Organização Internacional para Migrações, OIM, atua com governos e os que querem retornar à casa; temperaturas abaixo de zero agravam situação na fronteira; acampamentos entre Belarus e Polônia podem ter até 2 mil pessoas.

A Organização Internacional para Migrações, OIM, intensificou a ajuda humanitária para migrantes e refugiados na fronteira da Belarus com a União Europeia, ampliando a assistência e avaliando oportunidades de retorno voluntário.

A estimativa é que pelo menos 2 mil pessoas estejam em acampamentos nos limites entre a Belarus e a Polônia. A maioria vem de países como Iraque, Síria, Irã, Afeganistão e Camarões, entre outros.

Migrantes na fronteira da Belarus-Polônia.
Foto: UNHCR Belarus
Migrantes na fronteira da Belarus-Polônia.

Agravamento

Com a chegada do inverno, a OIM está preocupada com a situação dos migrantes, a hipotermia causou algumas mortes no local. A agência diz que há muitas mulheres e crianças precisando de cuidados.

O governo de Belarus autorizou a entrada pontual da OIM, da Agência da ONU para Refugiados, Acnur, e da Cruz Vermelha para distribuir alimentos, roupas e kits de higiene. 

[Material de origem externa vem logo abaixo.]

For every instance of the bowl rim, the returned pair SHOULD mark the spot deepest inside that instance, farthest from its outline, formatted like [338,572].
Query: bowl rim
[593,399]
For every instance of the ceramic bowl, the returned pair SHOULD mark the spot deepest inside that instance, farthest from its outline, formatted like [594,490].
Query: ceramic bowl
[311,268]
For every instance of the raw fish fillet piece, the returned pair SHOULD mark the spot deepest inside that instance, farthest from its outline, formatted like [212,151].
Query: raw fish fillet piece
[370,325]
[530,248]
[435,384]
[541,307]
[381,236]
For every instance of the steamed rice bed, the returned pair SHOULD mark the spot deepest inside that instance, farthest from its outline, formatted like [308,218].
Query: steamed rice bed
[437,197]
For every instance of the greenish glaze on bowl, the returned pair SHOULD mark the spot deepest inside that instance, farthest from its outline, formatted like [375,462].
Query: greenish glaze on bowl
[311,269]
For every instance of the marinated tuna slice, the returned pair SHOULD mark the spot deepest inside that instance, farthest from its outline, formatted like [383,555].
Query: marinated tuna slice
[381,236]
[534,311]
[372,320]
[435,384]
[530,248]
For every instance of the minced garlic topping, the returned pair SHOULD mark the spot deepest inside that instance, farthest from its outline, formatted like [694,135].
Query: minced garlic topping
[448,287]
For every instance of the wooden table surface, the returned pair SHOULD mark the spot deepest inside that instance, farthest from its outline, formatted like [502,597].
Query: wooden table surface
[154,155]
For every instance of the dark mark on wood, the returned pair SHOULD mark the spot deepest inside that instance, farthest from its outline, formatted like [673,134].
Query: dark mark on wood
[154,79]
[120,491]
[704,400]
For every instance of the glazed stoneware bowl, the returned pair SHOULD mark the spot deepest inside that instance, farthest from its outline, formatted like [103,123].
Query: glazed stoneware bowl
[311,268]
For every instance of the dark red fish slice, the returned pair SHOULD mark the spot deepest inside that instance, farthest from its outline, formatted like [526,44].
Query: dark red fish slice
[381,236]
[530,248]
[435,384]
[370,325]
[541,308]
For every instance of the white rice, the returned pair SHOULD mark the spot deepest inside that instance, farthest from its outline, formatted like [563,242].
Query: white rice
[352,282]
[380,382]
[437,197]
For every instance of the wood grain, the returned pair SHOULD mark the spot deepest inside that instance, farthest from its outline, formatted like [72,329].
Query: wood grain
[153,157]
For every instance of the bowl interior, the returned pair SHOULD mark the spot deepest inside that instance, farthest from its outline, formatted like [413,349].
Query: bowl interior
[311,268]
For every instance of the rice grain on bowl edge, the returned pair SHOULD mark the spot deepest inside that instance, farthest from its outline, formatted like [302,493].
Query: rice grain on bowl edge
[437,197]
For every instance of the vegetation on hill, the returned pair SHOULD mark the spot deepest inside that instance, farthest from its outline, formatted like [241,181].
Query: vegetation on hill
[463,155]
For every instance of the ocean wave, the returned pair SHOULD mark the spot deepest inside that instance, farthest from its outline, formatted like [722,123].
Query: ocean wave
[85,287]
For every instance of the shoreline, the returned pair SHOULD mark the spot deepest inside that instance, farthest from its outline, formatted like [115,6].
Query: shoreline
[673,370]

As entidades também ofereceram auxílio para o retorno voluntário. Até o momento, 44 pessoas voltaram e, segundo a OIM, outros 38 solicitaram a ajuda e esperam viajar.

Nos últimos dias, o governo do Iraque organizou com a OIM a repatriação de mais de mil de cidadãos. A previsão é que nas próximas duas semanas todos que desejam, voltem à terra natal.

Migrantes em condições complicadas na fronteira da Polônia e Belarus.
Acnur Belarus
Migrantes em condições complicadas na fronteira da Polônia e Belarus.

Segurança

Estima-se que o número total de migrantes e refugiados em Belarus seja de 7 mil.

O diretor-geral da OIM, António Vitorino, afirmou que a segurança dos migrantes é prioridade, assim como a defesa dos direitos humanos. A agência quer evitar mais mortes, especialmente com as temperaturas abaixo de zero.

Vitorino contou que a entidade está trabalhando para fornecer assistência humanitária e cooperar com os governos para que os retornos voluntários sejam feitos de formas segura e digna.